I think the people doing this auction may have had good intentions, but may have simply been overwhelmed by the number of cars they had.
There was a guy I knew that had about 8 classic cars. A 72 Pontiac convertible,
4 Chrylser-Maserati cars from the 80s, a 4 door Cadillac that he claimed was the biggest 4 door Cadillac ever made in standard production, and a few other Cadillacs from the 70's-80's.
The house he lived in was small. He begged his friends for 1 car space in their garages. He only drove a 1990 Cadillac himself. So his mechanic told him he would store the cars for free. He thought the mechanic would take in 6 of them and store them somewhere in his garage. Nope, he stored them on the lot behind the mechanic's shop. The guy wasn't charging him any storage fees.

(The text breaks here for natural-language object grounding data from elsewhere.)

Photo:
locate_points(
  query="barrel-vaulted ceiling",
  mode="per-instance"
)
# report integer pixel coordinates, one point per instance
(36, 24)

Unfortunately, this guy passed on quite suddenly from a heart attack. So his sister handled the estate. When she went to look at the cars, the mechanic said her brother hadn't been by to see the cars in at least 8 years. After sitting outside in the Texas sun for 8 years and exposed to the elements, it wasn't a pretty site.
Most of the cars paint was peeled off, the roof on the Pontiac Convertible had just rotted away leaving the interior open to the elements. She tried listing the cars in Hemmings, tried local classifieds, even tried Craigslist but there were no takers. The few people who came to look at the cars turned around and said "no thank you". So the cars were hauled off to the junkyard for scrap.
I helped a guy once with an authentic "barn find". It was a 1967 VW Sqareback that was located in the small Texas hill country town of Comfort, Tx. It was in a barn since the mid 70's. It didn't look too bad just filled with all kind of fluff & grasses and weeds. We towed it back to Houston into a storage building. When we rolled it off the trailer the guy in the drivers seat jumped out pretty quick. He said there "are noises in that car". What they had was a car that had a family of rattlers in it. They were all buried in the debris in the car. He opened the back hatch an a few of them came out. At that point I said no way was I going to work on that car with those snakes in it. I heard later on that he just parted the car out and it wasn't in the greatest shape and he felt it wasn't worth restoring.